Le décès en détention de l’influenceur burkinabè Alino Faso à Abidjan provoque une vive réaction des autorités de Ouagadougou. Le Burkina Faso réclame des éclaircissements et dénonce un traitement jugé irrespectueux.
Tensions diplomatiques après la mort d’Alino Faso
Le Burkina Faso a convoqué, le 28 juillet 2025, la représentante diplomatique de la Côte d’Ivoire à Ouagadougou, à la suite du décès en prison de son ressortissant Alain Christophe Traoré, plus connu sous le nom d’Alino Faso. Cette démarche vise à obtenir des précisions sur les circonstances de sa mort et à exprimer l’indignation des autorités burkinabè.
Arrêté à Abidjan en janvier 2025, Alino Faso, 44 ans, était accusé d’« intelligence avec des agents d’un État étranger ». Il était détenu depuis dans les locaux de l’École de Gendarmerie ivoirienne.
Un décès troublant présenté comme un suicide
Le 24 juillet 2025, Alino Faso a été retrouvé mort dans sa cellule. Selon les premières déclarations du parquet d’Abidjan, il aurait tenté de se taillader les veines avant de se pendre à l’aide d’un drap. Une enquête judiciaire a été ouverte afin de déterminer les circonstances exactes du drame.
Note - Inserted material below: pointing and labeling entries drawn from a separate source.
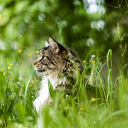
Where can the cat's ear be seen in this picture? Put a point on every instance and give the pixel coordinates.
(46, 43)
(54, 44)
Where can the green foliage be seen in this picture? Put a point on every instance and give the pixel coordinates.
(24, 27)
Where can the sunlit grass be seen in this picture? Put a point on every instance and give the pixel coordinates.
(19, 87)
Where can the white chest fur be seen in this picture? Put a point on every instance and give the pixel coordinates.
(44, 92)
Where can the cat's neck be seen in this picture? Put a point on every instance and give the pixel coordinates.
(56, 78)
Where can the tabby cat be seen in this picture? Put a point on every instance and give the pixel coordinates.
(58, 64)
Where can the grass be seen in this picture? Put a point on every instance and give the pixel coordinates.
(19, 87)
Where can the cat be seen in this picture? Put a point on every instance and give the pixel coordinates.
(61, 66)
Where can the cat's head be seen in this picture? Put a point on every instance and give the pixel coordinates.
(55, 57)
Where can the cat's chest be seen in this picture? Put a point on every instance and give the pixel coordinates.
(54, 81)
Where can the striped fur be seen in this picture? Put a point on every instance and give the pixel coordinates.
(58, 64)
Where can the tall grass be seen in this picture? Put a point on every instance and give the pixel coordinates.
(17, 95)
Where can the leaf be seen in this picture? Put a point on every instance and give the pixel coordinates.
(10, 109)
(52, 92)
(2, 81)
(21, 111)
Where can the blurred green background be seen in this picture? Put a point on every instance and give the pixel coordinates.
(82, 25)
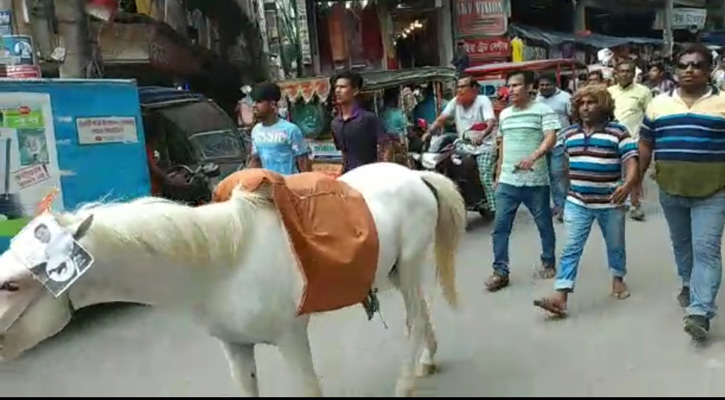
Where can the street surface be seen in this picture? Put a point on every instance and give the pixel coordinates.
(495, 345)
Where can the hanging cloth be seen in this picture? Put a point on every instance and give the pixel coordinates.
(517, 50)
(338, 38)
(372, 37)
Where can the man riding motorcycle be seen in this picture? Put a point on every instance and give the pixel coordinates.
(467, 109)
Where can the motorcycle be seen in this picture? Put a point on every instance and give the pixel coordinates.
(199, 184)
(439, 154)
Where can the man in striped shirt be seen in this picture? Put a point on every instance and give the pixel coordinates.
(597, 151)
(685, 129)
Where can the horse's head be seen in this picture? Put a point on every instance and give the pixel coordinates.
(30, 314)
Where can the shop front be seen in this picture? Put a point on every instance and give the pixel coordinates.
(481, 26)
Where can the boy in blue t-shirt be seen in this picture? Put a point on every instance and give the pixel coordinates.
(277, 144)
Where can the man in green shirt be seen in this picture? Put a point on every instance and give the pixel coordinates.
(528, 130)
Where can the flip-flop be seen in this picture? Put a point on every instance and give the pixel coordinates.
(621, 295)
(551, 307)
(496, 282)
(545, 273)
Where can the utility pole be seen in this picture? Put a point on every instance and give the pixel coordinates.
(668, 38)
(73, 29)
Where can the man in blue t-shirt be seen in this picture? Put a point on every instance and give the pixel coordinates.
(277, 144)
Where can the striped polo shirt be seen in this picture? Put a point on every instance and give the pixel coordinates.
(689, 143)
(595, 163)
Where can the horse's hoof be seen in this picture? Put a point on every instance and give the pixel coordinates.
(425, 370)
(404, 389)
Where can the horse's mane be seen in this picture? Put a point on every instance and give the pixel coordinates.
(188, 236)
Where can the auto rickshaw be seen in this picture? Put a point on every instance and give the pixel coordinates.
(310, 107)
(492, 77)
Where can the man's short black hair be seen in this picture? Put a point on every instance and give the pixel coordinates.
(472, 82)
(528, 76)
(597, 73)
(353, 77)
(266, 91)
(547, 77)
(657, 64)
(697, 48)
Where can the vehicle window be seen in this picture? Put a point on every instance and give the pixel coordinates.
(177, 144)
(217, 144)
(209, 132)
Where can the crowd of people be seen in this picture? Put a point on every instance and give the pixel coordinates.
(610, 132)
(573, 157)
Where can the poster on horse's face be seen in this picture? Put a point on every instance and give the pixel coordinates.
(51, 253)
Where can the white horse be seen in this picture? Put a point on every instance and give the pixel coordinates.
(231, 266)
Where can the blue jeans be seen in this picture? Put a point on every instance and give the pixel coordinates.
(557, 174)
(578, 221)
(696, 229)
(508, 200)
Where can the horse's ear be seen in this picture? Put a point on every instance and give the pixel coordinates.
(83, 228)
(266, 190)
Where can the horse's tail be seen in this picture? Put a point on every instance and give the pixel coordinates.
(450, 227)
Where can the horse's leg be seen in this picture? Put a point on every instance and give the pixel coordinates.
(243, 366)
(295, 348)
(426, 364)
(407, 279)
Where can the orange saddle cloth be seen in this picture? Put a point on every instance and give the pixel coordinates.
(331, 229)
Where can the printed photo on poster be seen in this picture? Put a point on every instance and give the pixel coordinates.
(33, 146)
(51, 254)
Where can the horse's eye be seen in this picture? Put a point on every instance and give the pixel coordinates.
(9, 287)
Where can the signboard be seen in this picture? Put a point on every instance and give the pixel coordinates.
(303, 32)
(107, 130)
(481, 17)
(484, 49)
(683, 18)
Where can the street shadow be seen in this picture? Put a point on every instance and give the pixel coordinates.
(83, 321)
(477, 222)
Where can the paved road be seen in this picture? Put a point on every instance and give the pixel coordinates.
(496, 345)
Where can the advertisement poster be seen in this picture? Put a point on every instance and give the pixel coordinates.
(28, 160)
(6, 22)
(481, 17)
(18, 55)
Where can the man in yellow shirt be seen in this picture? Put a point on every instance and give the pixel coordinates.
(630, 102)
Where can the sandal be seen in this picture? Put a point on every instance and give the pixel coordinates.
(546, 272)
(621, 293)
(497, 282)
(550, 306)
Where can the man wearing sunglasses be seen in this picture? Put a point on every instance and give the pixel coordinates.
(630, 102)
(469, 110)
(685, 129)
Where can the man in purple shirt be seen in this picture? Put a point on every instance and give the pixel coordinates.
(356, 132)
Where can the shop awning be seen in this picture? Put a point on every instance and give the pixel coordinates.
(552, 38)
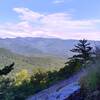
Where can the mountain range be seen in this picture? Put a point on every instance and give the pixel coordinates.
(40, 46)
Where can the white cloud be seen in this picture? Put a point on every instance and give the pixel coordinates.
(60, 25)
(58, 1)
(26, 14)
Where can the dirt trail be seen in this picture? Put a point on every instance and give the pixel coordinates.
(61, 90)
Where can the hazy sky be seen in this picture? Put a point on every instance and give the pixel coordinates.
(67, 19)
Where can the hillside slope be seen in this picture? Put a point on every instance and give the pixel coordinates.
(30, 63)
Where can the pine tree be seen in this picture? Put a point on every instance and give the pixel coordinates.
(6, 69)
(83, 51)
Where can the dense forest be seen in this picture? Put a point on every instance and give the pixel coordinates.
(23, 84)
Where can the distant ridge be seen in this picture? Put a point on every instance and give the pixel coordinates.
(40, 46)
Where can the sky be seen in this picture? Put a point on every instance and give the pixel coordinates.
(65, 19)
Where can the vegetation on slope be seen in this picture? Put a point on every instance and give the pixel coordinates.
(22, 84)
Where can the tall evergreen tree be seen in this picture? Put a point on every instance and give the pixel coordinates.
(6, 69)
(83, 51)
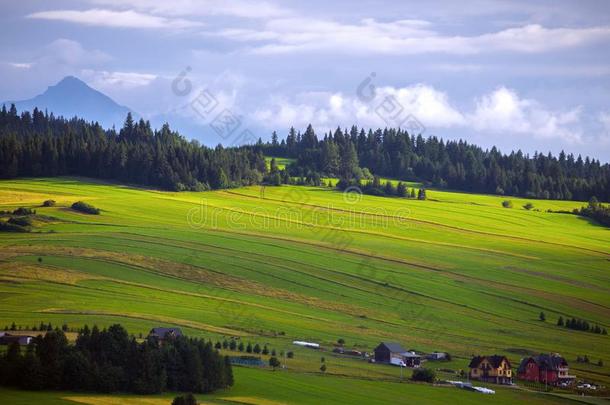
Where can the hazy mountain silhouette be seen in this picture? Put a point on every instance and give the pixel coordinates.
(73, 97)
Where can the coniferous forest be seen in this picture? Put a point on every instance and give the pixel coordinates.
(39, 144)
(109, 360)
(454, 165)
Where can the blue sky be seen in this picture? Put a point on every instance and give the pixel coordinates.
(518, 74)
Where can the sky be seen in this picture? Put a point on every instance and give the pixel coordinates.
(529, 75)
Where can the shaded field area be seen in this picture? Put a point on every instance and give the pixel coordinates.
(456, 273)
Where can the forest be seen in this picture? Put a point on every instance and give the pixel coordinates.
(109, 360)
(39, 144)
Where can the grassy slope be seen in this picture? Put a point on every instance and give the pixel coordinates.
(457, 273)
(273, 388)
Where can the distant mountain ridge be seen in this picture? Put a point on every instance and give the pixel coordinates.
(72, 97)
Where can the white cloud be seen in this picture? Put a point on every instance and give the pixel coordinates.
(20, 65)
(235, 8)
(502, 111)
(117, 19)
(329, 110)
(404, 37)
(604, 119)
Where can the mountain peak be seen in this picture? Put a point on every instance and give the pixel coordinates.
(73, 97)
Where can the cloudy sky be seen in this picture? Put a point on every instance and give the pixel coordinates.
(518, 74)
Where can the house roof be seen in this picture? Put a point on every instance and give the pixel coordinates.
(161, 332)
(393, 347)
(545, 361)
(494, 360)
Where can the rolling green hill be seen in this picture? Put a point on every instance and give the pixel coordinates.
(456, 273)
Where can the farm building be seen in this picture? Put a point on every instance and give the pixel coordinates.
(545, 368)
(306, 344)
(437, 356)
(387, 351)
(494, 369)
(7, 339)
(160, 334)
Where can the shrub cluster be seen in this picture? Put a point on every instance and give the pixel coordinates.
(581, 324)
(386, 189)
(423, 374)
(86, 208)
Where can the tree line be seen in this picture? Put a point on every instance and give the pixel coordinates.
(40, 144)
(109, 360)
(446, 164)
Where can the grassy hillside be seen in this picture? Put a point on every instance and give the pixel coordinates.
(456, 273)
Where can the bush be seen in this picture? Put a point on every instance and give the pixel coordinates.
(21, 211)
(10, 227)
(188, 399)
(274, 362)
(423, 374)
(86, 208)
(21, 221)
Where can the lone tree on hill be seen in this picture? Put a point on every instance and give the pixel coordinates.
(188, 399)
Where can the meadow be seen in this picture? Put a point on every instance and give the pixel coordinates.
(269, 265)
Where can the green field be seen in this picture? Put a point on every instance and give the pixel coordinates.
(455, 273)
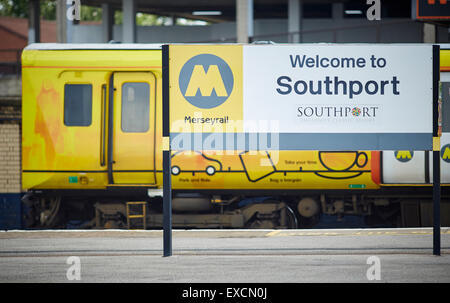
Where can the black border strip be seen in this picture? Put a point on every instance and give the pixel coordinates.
(110, 129)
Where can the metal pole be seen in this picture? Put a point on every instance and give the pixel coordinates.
(436, 157)
(167, 182)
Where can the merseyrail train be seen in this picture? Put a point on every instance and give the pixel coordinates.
(92, 153)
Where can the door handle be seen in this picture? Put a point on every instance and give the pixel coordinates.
(103, 128)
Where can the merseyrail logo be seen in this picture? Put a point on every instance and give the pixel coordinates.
(445, 153)
(206, 81)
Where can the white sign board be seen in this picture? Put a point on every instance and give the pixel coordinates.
(310, 96)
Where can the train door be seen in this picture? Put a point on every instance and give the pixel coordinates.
(445, 127)
(132, 141)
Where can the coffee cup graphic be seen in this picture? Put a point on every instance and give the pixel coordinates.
(342, 161)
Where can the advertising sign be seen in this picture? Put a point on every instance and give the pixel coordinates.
(301, 97)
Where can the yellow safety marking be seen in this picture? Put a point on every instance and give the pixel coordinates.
(436, 143)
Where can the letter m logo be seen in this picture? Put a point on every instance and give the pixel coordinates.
(404, 155)
(206, 82)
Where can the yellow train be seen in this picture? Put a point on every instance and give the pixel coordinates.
(92, 141)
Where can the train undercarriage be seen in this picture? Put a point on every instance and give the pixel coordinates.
(286, 210)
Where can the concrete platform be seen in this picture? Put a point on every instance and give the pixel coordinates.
(242, 256)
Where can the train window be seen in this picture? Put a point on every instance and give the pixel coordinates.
(77, 104)
(135, 107)
(445, 107)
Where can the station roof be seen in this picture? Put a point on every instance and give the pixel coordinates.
(184, 8)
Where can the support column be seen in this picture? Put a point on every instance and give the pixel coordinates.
(129, 21)
(294, 20)
(61, 21)
(244, 20)
(107, 22)
(34, 28)
(429, 33)
(337, 13)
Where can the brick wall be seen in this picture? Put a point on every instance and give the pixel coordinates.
(10, 158)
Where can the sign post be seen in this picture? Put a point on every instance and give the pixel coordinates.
(326, 97)
(167, 182)
(436, 157)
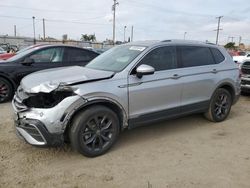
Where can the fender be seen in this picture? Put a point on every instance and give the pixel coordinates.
(9, 79)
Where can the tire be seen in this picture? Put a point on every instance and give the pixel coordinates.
(220, 105)
(94, 131)
(6, 90)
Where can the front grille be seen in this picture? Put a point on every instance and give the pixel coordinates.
(18, 104)
(32, 132)
(245, 68)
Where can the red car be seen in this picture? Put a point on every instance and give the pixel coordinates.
(9, 55)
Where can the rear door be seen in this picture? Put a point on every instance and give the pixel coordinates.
(198, 75)
(156, 96)
(78, 56)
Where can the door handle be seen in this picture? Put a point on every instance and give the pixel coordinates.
(214, 71)
(175, 76)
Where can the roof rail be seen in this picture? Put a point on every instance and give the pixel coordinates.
(166, 41)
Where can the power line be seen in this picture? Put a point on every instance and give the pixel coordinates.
(47, 10)
(54, 20)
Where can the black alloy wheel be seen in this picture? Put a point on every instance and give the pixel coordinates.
(98, 132)
(94, 131)
(220, 105)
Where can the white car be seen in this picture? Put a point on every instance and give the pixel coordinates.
(241, 59)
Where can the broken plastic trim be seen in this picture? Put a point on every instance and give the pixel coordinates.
(49, 100)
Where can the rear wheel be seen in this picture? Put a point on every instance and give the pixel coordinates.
(6, 90)
(94, 131)
(220, 105)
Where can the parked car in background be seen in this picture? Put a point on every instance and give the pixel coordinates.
(2, 51)
(245, 77)
(38, 58)
(127, 86)
(241, 58)
(6, 55)
(8, 47)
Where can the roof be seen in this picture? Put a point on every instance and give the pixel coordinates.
(171, 42)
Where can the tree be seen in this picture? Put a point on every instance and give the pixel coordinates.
(230, 45)
(86, 37)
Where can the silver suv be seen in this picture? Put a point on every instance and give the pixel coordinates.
(127, 86)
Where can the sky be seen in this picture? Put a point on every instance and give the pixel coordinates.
(152, 19)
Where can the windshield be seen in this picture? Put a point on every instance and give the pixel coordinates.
(24, 49)
(117, 58)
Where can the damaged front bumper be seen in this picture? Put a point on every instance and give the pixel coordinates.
(44, 126)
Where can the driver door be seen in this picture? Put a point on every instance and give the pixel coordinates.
(156, 96)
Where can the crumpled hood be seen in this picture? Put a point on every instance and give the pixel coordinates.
(48, 80)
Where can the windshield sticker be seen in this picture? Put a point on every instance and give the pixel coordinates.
(137, 48)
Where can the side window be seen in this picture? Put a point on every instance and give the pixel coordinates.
(195, 56)
(79, 55)
(48, 55)
(162, 58)
(218, 57)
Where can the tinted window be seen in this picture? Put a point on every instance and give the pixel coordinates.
(218, 57)
(195, 56)
(79, 55)
(48, 55)
(162, 58)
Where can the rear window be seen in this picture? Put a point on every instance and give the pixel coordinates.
(195, 56)
(218, 57)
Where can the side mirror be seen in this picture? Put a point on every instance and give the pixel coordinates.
(144, 70)
(28, 61)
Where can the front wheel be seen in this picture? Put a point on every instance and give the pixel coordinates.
(94, 131)
(220, 105)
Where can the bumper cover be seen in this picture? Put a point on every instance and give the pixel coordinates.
(35, 133)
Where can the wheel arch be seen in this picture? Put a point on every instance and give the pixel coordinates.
(229, 87)
(107, 102)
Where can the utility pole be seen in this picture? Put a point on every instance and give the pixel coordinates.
(15, 30)
(185, 33)
(114, 11)
(231, 38)
(218, 28)
(34, 29)
(132, 33)
(240, 38)
(125, 33)
(43, 29)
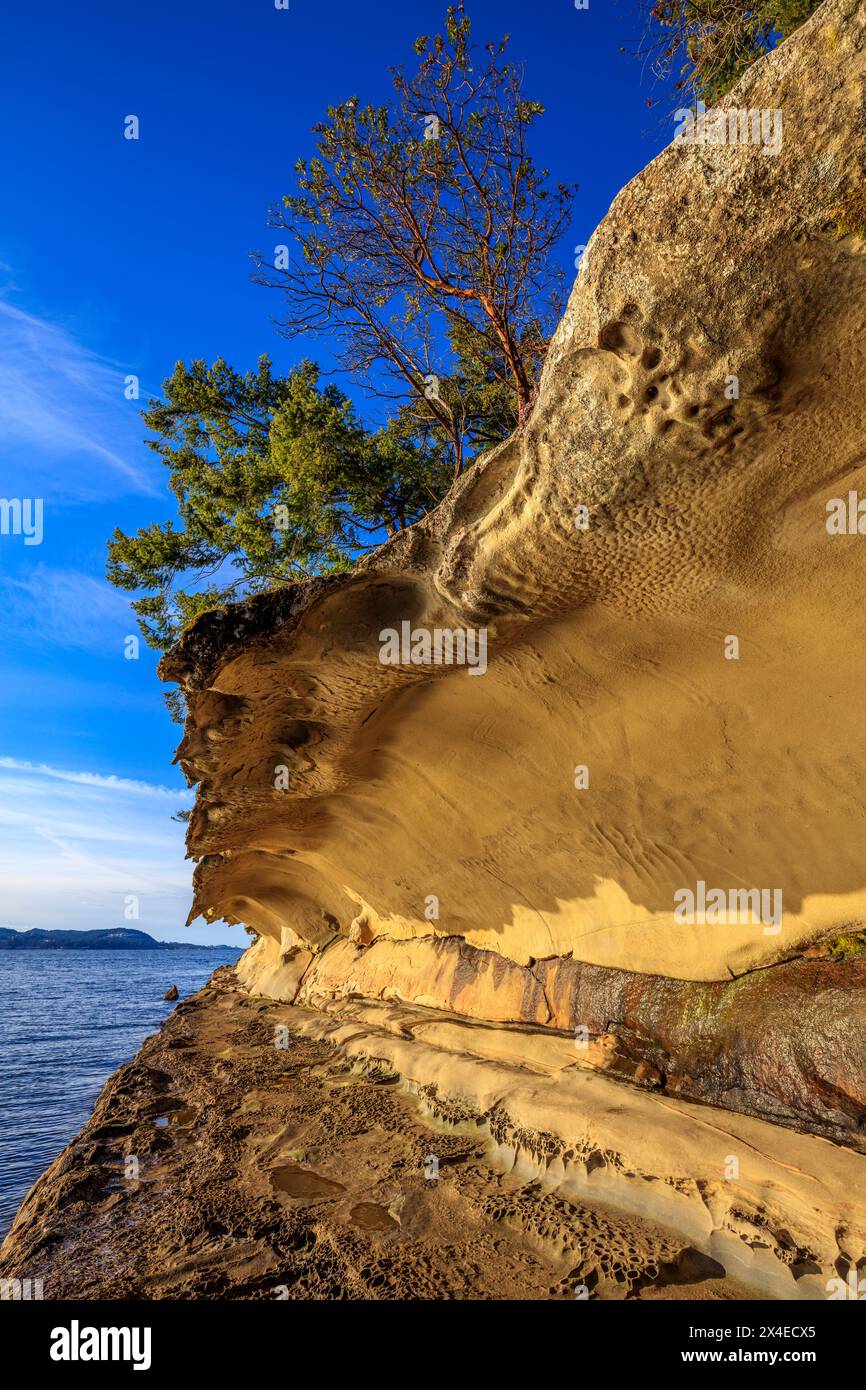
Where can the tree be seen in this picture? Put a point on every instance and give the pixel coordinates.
(423, 239)
(719, 39)
(275, 480)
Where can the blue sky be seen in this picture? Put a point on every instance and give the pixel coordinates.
(120, 257)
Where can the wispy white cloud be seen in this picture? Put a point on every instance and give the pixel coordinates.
(120, 784)
(75, 845)
(64, 608)
(63, 402)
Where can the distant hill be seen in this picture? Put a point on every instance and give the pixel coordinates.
(116, 938)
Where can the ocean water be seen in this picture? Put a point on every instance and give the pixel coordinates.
(67, 1020)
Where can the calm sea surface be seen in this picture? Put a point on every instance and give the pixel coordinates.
(67, 1020)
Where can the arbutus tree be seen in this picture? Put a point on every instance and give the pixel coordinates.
(421, 239)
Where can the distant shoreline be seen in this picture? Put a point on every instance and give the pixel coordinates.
(114, 938)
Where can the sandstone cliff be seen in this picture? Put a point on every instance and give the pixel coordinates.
(665, 569)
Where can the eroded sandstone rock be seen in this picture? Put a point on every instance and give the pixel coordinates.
(674, 658)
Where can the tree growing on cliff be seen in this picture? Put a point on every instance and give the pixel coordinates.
(716, 41)
(275, 480)
(421, 238)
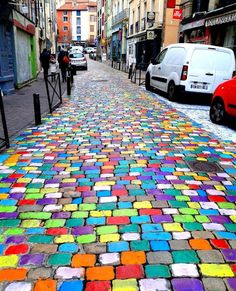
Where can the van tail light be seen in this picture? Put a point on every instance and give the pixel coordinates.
(184, 74)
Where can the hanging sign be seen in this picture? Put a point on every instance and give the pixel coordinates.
(177, 14)
(170, 3)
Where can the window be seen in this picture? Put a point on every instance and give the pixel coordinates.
(161, 56)
(153, 5)
(92, 9)
(92, 18)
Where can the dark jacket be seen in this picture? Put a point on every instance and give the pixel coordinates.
(45, 59)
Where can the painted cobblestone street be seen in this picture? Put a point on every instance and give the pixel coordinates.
(101, 196)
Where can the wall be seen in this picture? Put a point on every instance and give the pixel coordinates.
(171, 27)
(61, 23)
(84, 25)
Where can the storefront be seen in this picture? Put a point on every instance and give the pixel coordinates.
(194, 32)
(148, 45)
(222, 30)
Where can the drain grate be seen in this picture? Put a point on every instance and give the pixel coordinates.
(199, 166)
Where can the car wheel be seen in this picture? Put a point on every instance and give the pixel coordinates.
(147, 82)
(171, 92)
(217, 112)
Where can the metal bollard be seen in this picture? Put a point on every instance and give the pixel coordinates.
(72, 76)
(68, 85)
(130, 71)
(37, 109)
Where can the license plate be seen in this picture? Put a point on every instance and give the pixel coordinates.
(199, 86)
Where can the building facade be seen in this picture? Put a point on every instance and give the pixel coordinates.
(76, 23)
(26, 27)
(209, 22)
(120, 21)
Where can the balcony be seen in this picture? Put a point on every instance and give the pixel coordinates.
(131, 29)
(123, 15)
(143, 24)
(137, 27)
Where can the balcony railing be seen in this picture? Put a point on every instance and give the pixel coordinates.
(143, 24)
(131, 29)
(123, 15)
(137, 26)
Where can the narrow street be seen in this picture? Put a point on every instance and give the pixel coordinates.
(117, 190)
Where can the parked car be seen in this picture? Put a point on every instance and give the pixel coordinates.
(77, 61)
(223, 102)
(88, 50)
(190, 68)
(76, 48)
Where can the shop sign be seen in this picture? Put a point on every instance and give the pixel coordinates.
(192, 25)
(221, 19)
(150, 34)
(151, 17)
(177, 14)
(170, 3)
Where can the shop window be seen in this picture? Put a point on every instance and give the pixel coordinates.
(230, 38)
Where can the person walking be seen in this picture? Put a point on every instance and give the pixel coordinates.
(45, 60)
(63, 61)
(53, 67)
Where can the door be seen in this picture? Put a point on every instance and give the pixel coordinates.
(23, 57)
(158, 78)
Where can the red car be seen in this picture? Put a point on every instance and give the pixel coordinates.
(223, 102)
Cependant, à Ouagadougou, cette version suscite scepticisme et colère. Le ministre burkinabè des Affaires étrangères, Karamoko Jean Marie Traoré, a dénoncé l’absence de communication officielle préalable de la part des autorités ivoiriennes envers les représentations diplomatiques burkinabè.
Colère et indignation à Ouagadougou
Le ministre a critiqué un « manque d’égards » envers le peuple burkinabè et la famille du défunt, qui aurait appris la nouvelle par les réseaux sociaux. Il s’agit, selon lui, d’un « profond mépris » et d’un « grave manquement aux usages diplomatiques ».
Il a également regretté le délai de 72 heures entre le décès et la diffusion du communiqué ivoirien, jugé trop tardif et insuffisamment détaillé. En conséquence, le Burkina Faso demande que toute la lumière soit faite sur cette affaire et exige la remise du corps de son ressortissant pour permettre un rapatriement en vue des obsèques.
Un détenu politique controversé
Alino Faso était connu pour son soutien affiché à la junte militaire au pouvoir à Ouagadougou depuis le coup d’État de septembre 2022. Il était suspecté par les autorités ivoiriennes de liens avec les BIR-C, un collectif burkinabè actif sur les réseaux sociaux et accusé de mener des campagnes numériques hostiles envers Abidjan.
Bien qu’il ait été déchu de sa nationalité ivoirienne, Alino Faso était toujours citoyen burkinabè au moment de son arrestation et de son décès. Ce statut renforce la légitimité des demandes exprimées par le gouvernement burkinabè dans cette affaire à forte charge émotionnelle et politique.